Putin diz que embaixada americana na Rússia perderá 755 funcionários

Moscou, 30 jul (EFE).- O presidente russo, Vladimir Putin, anunciou neste domingo que 755 funcionários da embaixada e dos consulados dos Estados Unidos na Rússia deverão encerrar suas atividades no dia 1º de setembro.

"Mais de mil funcionários, entre diplomatas e pessoal técnico, trabalhavam e ainda trabalham na Rússia (para a embaixada dos EUA). Agora 755 deverão encerrar suas atividades", disse Putin em uma entrevista à emissora estatal russa "Rossia".

Moscou exigiu na última sexta-feira que Washington reduzisse sua representação para 445 funcionários, mesmo número de trabalhadores nas embaixadas da Rússia nos EUA, em resposta à expulsão de 35 diplomatas russos em dezembro do ano passado.

Além disso, o Ministério de Relações Exteriores da Rússia anunciou que a partir do próximo 1º agosto a Embaixada americana não poderá utilizar alguns armazéns na capital russa nem tampouco a mansão que dispõe em Serebrianyi Bor, uma área nobre nos arredores de Moscou.

Putin advertiu que a Rússia tem um "grande espectro" de possibilidades para responder ao último pacote de sanções aprovadas pelo Congresso dos EUA.

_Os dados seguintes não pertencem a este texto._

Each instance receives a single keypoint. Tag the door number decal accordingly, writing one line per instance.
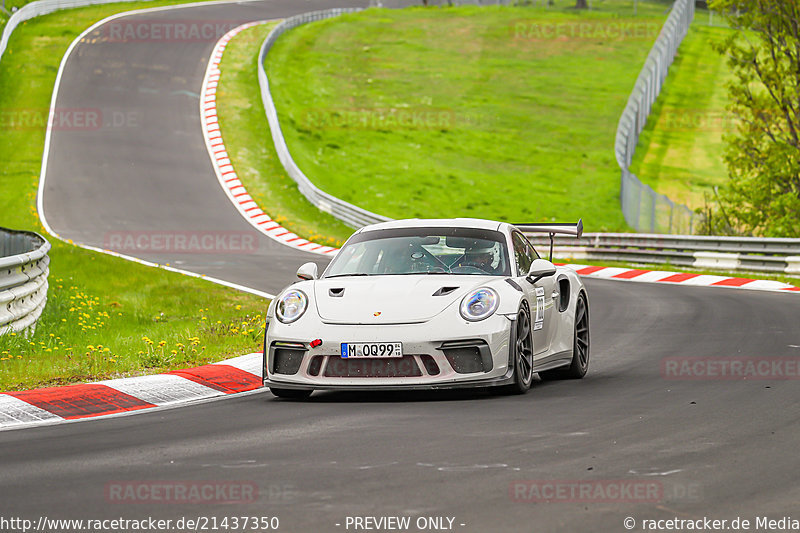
(539, 321)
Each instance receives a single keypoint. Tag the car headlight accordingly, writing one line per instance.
(291, 306)
(479, 304)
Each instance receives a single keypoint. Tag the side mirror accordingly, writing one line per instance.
(307, 271)
(540, 268)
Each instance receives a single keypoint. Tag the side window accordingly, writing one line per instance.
(522, 251)
(532, 253)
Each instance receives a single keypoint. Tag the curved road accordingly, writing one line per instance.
(677, 448)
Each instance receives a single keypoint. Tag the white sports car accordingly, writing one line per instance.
(429, 304)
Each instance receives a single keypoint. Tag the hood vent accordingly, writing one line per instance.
(444, 291)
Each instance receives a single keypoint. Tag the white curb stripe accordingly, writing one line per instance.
(15, 412)
(223, 166)
(696, 280)
(247, 363)
(162, 389)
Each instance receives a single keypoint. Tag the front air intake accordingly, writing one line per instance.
(469, 356)
(287, 358)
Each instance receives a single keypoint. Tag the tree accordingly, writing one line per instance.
(762, 196)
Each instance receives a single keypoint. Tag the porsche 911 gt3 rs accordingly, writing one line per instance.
(429, 304)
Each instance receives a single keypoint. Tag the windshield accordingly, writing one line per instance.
(462, 251)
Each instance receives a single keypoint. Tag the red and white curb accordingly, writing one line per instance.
(681, 278)
(117, 396)
(223, 166)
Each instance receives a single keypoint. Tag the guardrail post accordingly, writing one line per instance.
(23, 279)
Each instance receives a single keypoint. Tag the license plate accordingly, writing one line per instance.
(374, 350)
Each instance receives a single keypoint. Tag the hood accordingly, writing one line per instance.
(395, 299)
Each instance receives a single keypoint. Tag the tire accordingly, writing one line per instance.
(580, 346)
(522, 346)
(291, 394)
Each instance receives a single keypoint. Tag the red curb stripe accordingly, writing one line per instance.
(81, 401)
(733, 282)
(224, 378)
(589, 270)
(631, 274)
(677, 278)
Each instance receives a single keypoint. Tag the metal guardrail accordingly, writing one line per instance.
(23, 278)
(748, 254)
(348, 213)
(43, 7)
(645, 209)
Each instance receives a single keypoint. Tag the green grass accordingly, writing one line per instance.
(680, 152)
(249, 145)
(101, 310)
(506, 122)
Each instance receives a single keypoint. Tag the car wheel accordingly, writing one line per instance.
(291, 394)
(580, 346)
(522, 345)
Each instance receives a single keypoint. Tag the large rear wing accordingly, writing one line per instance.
(553, 228)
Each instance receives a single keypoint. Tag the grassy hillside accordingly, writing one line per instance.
(496, 112)
(680, 151)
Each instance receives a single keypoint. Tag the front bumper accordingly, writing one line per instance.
(429, 360)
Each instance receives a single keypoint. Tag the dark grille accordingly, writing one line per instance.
(465, 360)
(287, 361)
(430, 365)
(315, 365)
(396, 367)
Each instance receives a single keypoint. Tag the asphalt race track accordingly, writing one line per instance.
(707, 447)
(145, 171)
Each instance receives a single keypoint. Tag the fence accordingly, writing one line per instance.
(749, 254)
(23, 279)
(645, 209)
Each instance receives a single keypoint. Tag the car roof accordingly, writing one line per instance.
(474, 223)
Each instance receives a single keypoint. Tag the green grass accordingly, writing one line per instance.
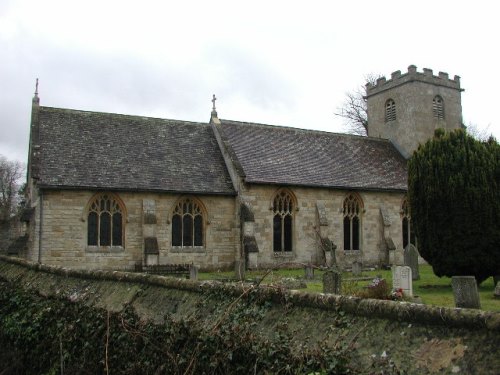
(431, 289)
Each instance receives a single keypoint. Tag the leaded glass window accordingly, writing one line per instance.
(438, 107)
(282, 221)
(352, 222)
(390, 110)
(187, 224)
(105, 221)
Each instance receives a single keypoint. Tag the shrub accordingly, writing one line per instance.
(454, 194)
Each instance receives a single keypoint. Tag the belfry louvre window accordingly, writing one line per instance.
(407, 227)
(352, 222)
(282, 221)
(390, 110)
(187, 224)
(438, 107)
(105, 221)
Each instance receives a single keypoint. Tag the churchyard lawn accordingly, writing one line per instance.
(430, 289)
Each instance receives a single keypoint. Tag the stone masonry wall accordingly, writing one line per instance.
(306, 225)
(64, 232)
(415, 122)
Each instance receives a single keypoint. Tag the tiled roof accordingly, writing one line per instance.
(289, 156)
(93, 150)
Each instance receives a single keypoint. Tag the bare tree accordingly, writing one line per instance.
(10, 174)
(481, 134)
(354, 109)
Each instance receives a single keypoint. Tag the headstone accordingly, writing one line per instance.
(332, 282)
(465, 292)
(496, 293)
(309, 272)
(402, 279)
(239, 269)
(411, 260)
(193, 272)
(496, 279)
(357, 268)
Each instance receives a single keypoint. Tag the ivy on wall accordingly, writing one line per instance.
(57, 336)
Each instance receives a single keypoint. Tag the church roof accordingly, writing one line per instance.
(94, 150)
(287, 156)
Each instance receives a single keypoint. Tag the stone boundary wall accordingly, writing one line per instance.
(387, 310)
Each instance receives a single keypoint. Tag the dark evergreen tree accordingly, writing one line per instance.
(454, 194)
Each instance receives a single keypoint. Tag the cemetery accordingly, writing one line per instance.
(356, 333)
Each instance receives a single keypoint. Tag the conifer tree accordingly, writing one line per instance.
(454, 194)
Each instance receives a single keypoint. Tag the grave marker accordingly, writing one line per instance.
(332, 282)
(410, 255)
(465, 292)
(402, 279)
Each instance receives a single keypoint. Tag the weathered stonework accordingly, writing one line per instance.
(64, 233)
(306, 225)
(413, 93)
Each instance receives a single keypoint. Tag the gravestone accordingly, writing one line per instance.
(496, 293)
(496, 279)
(410, 255)
(309, 272)
(357, 268)
(332, 281)
(239, 269)
(193, 272)
(402, 279)
(465, 292)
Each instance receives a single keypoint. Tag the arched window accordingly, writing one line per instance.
(407, 228)
(352, 222)
(282, 221)
(390, 110)
(187, 224)
(105, 221)
(438, 107)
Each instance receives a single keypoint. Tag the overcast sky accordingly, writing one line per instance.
(275, 62)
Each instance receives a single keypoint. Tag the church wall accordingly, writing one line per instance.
(64, 232)
(306, 226)
(415, 122)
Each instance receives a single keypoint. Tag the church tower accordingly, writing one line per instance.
(407, 108)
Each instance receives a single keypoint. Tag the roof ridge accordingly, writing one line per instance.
(119, 115)
(314, 131)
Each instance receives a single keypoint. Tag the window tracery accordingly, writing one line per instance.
(352, 210)
(282, 221)
(438, 107)
(105, 221)
(390, 110)
(187, 224)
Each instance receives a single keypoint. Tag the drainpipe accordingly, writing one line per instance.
(40, 232)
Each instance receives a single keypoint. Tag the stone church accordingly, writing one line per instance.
(109, 191)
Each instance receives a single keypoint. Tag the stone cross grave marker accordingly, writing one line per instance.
(193, 272)
(465, 292)
(410, 254)
(309, 272)
(496, 293)
(402, 279)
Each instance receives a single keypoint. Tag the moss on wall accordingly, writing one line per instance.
(379, 335)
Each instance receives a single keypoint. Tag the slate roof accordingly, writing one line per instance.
(288, 156)
(93, 150)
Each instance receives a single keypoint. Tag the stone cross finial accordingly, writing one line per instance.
(213, 102)
(214, 112)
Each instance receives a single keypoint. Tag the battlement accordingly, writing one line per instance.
(397, 79)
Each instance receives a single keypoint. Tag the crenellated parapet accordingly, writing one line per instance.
(398, 78)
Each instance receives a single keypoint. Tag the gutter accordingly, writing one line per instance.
(41, 226)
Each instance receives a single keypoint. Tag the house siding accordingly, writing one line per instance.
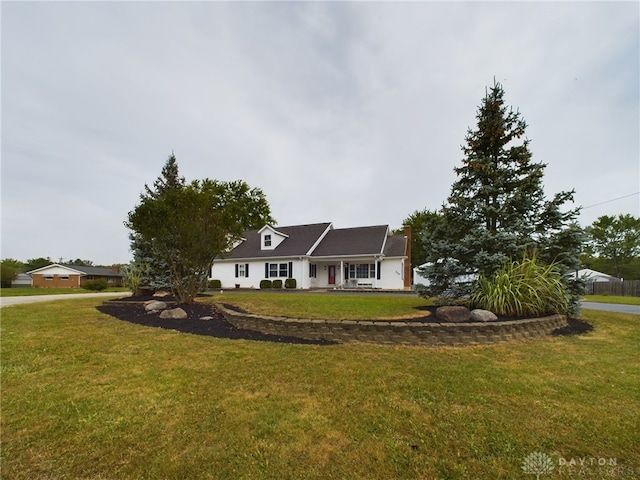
(320, 249)
(55, 280)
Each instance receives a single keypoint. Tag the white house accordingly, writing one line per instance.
(318, 256)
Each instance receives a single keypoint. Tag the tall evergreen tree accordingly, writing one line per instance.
(156, 270)
(497, 208)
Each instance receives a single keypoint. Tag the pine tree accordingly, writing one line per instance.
(497, 209)
(156, 270)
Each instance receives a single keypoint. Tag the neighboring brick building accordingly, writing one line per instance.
(73, 276)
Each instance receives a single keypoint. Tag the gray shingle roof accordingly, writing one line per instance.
(98, 271)
(337, 242)
(300, 240)
(352, 241)
(396, 246)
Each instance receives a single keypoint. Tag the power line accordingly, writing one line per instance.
(612, 200)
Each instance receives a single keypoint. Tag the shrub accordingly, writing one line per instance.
(96, 285)
(524, 288)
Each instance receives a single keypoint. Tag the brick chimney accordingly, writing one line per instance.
(407, 263)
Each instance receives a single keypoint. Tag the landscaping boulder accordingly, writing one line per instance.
(154, 306)
(176, 313)
(479, 315)
(453, 314)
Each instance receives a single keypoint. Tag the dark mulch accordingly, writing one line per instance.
(131, 309)
(574, 326)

"Temos muito a dizer e fazer em muitos âmbitos de cooperação bilateral (com medidas) que prejudicariam os EUA. Mas não acredito que devamos fazê-lo. Atualmente, sou contra", disse o presidente russo.

Ao mesmo tempo, acrescentou, "se o dano ocasionado à Rússia pelas tentativas de pressioná-la chegar a ser equiparável às consequências negativas por restringir a nossa cooperação, estudaremos novas medidas".

"Esperamos muito tempo para ver se algo melhorava, tínhamos essa esperança. Mas pelo visto, se algo mudar não será em breve", disse Putin em referência ao projeto de lei de sanções aprovadas nos EUA e que ainda deve ser ratificado pelo presidente Donald Trump.

Exatamente por isso, a resposta às sanções de dezembro - aprovadas pelo presidente Barack Obama (2009-2017) em represália á suposta interferência russa no processo eleitoral americano - foi adotada agora, oito meses depois, explicou Putin.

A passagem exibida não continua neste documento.